紫の髪をかき上げながら、テーブルに寄りかかる。
「羨ましかった・・・アイリスが楽しそうに魔王ヴィル様、魔王ヴィル様って話をするから。私も、もっともっとヴィルといたかった。あんなくだらない世界から飛び出して、異世界に来たかった」
祭壇のほうを見てから、訴えるように言ってきた。
手が微かに震えていた。
「後悔はない」
『彼女はね、ここで召喚したんだ。この島を、異世界から来たものたちの足慣らし場のようにしたかったんだけどね。あの粉が効きすぎて、あまりよくない状態になってしまった』
男がゆっくりと周囲を見渡す。
『・・・さっきの騒動を見る限り、ヴィルが派手にやったんだろう? まぁ、アイリスがいるなら、アリエル王国でいいだろう』
「アイリスが・・・なんだと?」
『アイリスは私たちのものだ。これから、異世界の人間が転移して来て、アイリスは彼らを導く者となる。リセットかけたほうが扱いやすいと思ってたんだけど、上手く言うことを聞いてくれてるようだ。異世界の人間のことは・・・そうだな、アース族と呼んでくれ』
「は?」
『計画は順調に進んでるよ』
「っ・・・・!!」
アイリスが捕まったのか?
サタニアが視線を逸らした。
『これから、転生なしの異世界転移を実現させるんだ』
テラが両手を広げながら言う。
高笑いしていた。
『ここは、魔法も使えるしダンジョンもある。冒険もできるし、魔王を倒すことを目的としてもいい。ゲームとは違う、リアルな異世界だ』
「・・・・・・」
『誰もが特別になれる夢のような場所だ』
何を言っているのか、理解できなかった。
異世界転移、だと?
『サタニアのように・・・ね』
「わ、私と一緒にしないで! 私はちゃんとここへ肉体を・・・」
『そうだったね。まぁ、彼らはアバターだから、サタニアとは違うか』
サタニアが後ずさりしていた。
『おっと、部外者が来たようだ。ここにいる十戒軍の連中は、もうどうでもいいんだ。存在しない神に忠誠を誓ったまま、安らかに眠ってもらうよ。

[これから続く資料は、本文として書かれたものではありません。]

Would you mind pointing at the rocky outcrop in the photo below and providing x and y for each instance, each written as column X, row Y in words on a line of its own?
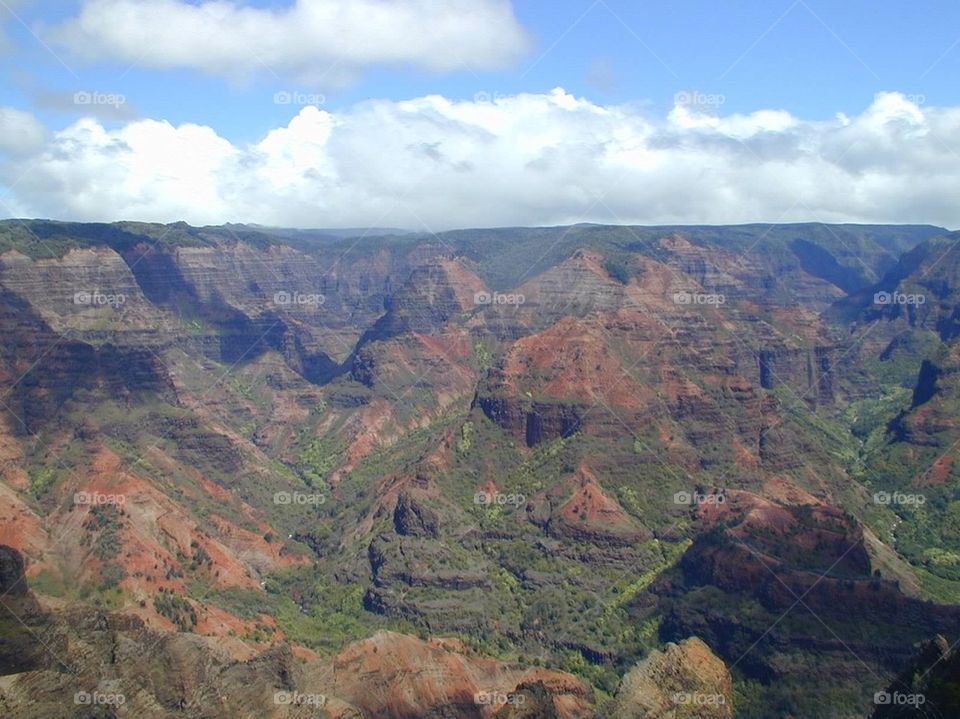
column 684, row 679
column 396, row 676
column 413, row 518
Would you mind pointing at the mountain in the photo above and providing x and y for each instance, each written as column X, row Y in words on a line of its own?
column 512, row 472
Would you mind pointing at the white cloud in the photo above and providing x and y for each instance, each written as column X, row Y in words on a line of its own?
column 316, row 40
column 528, row 159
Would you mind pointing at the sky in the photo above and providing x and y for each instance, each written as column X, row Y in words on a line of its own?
column 436, row 114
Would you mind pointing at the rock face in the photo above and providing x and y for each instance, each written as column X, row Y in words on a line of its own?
column 413, row 518
column 568, row 379
column 13, row 583
column 684, row 679
column 399, row 677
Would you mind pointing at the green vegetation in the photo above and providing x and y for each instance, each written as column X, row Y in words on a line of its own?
column 176, row 609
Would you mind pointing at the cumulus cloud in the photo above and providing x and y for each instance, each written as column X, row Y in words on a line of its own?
column 316, row 40
column 530, row 159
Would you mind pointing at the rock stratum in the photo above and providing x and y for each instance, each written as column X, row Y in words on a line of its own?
column 535, row 472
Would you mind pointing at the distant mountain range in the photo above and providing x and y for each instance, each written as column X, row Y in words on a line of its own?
column 607, row 471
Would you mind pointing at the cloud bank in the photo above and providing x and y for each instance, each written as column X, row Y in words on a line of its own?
column 530, row 159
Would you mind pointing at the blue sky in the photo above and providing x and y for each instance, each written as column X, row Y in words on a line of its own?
column 813, row 58
column 816, row 60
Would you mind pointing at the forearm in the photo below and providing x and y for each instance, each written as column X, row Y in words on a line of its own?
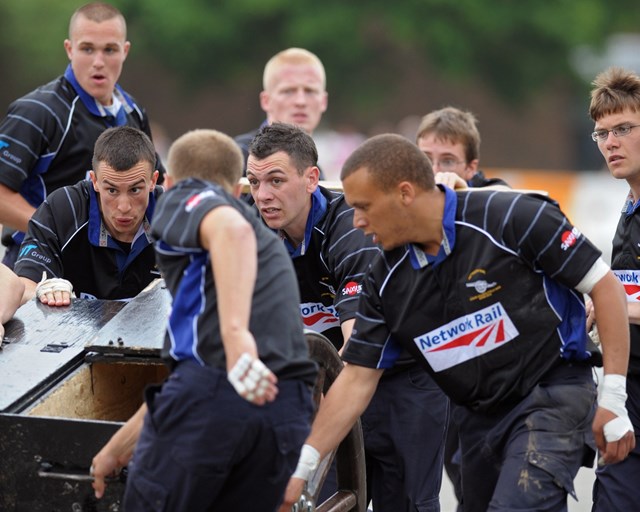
column 346, row 400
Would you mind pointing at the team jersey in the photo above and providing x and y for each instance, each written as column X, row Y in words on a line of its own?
column 66, row 238
column 330, row 265
column 194, row 329
column 625, row 263
column 493, row 311
column 47, row 137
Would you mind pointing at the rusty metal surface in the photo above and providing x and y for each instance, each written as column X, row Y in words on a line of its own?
column 139, row 329
column 42, row 342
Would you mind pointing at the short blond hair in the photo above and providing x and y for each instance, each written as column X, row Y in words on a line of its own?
column 208, row 155
column 291, row 56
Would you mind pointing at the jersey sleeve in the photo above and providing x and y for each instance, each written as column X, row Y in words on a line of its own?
column 25, row 135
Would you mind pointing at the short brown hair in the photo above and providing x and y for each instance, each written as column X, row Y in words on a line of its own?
column 122, row 147
column 208, row 155
column 614, row 90
column 453, row 125
column 391, row 159
column 98, row 12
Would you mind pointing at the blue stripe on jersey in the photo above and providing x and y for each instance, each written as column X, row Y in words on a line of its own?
column 570, row 310
column 188, row 305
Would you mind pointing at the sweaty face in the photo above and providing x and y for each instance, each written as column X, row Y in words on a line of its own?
column 376, row 212
column 622, row 154
column 124, row 197
column 97, row 52
column 295, row 95
column 447, row 156
column 282, row 195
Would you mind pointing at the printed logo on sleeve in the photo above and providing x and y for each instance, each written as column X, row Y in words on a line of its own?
column 569, row 238
column 467, row 337
column 352, row 288
column 195, row 200
column 630, row 280
column 318, row 317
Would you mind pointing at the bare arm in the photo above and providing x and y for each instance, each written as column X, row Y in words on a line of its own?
column 15, row 211
column 231, row 242
column 118, row 451
column 610, row 306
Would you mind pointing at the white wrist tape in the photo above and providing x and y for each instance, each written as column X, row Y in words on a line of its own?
column 307, row 463
column 249, row 377
column 55, row 284
column 612, row 395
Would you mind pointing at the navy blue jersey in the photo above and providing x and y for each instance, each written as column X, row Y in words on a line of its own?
column 625, row 263
column 330, row 265
column 493, row 311
column 194, row 329
column 67, row 238
column 47, row 137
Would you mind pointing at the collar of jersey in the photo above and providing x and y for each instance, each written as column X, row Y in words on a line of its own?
column 418, row 257
column 318, row 209
column 95, row 107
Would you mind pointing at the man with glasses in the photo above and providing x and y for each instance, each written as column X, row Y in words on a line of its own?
column 615, row 110
column 450, row 138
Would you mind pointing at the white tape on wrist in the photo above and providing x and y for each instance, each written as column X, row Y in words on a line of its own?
column 307, row 463
column 55, row 284
column 612, row 395
column 249, row 377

私は今、アリエル王国に注力したい』
「まだ、話は終わって・・」
『いずれ、また会う』
テラが言うと、祭壇のロウソクを消して、壁の中に消えていった。
「!?」
いつの間にか、捕まえていた人間どもの心音も止まっていた。
「ルーク?」
サタニアが後ろを見て、小さく呟く。
「ヴィル、サタニア、ったく、俺たちを置いてどこに行ってたんだよ。かなり探したんだぞ」
ダンジョンから地上に上がる途中、エヴァンと会った。
後ろからひょこっとリョクが顔を出す。
「途中で、リリシアって子に会ったからよかったけどさ。な、リリシア」
「はい、魔族のリョクを見つけまして、十戒軍の本拠地へ案内すれば、ヴィル様にお会いできると・・・」
リリシアがリボンを直しながら入ってくる。
「あわわ、十戒軍、全滅ですか。さすが魔王ヴィル様ですね」
「いや、やったのは俺じゃないけどな」
「?」
牙奪鎖を解くと、ドサっと魂を抜かれた人間が落ちた。
ルークは・・・うまく逃げたようだな。
扉付近から、忽然と姿を消していた。
「アイリスが捕まったと聞いている」
「え!?」
「魔王城で状況を確認次第、アリエル王国へ向かう」
アイリスが捕まったとなると、すぐにでも戻らなければいけない。
事実かどうかは、まだわからないが。
「サタニア・・・・」
サタニアが下を向いたまま、魔女の剣を解いていた。
七海・・・か。なるほどな。
力はあるのに自信がない理由がわかった気がした。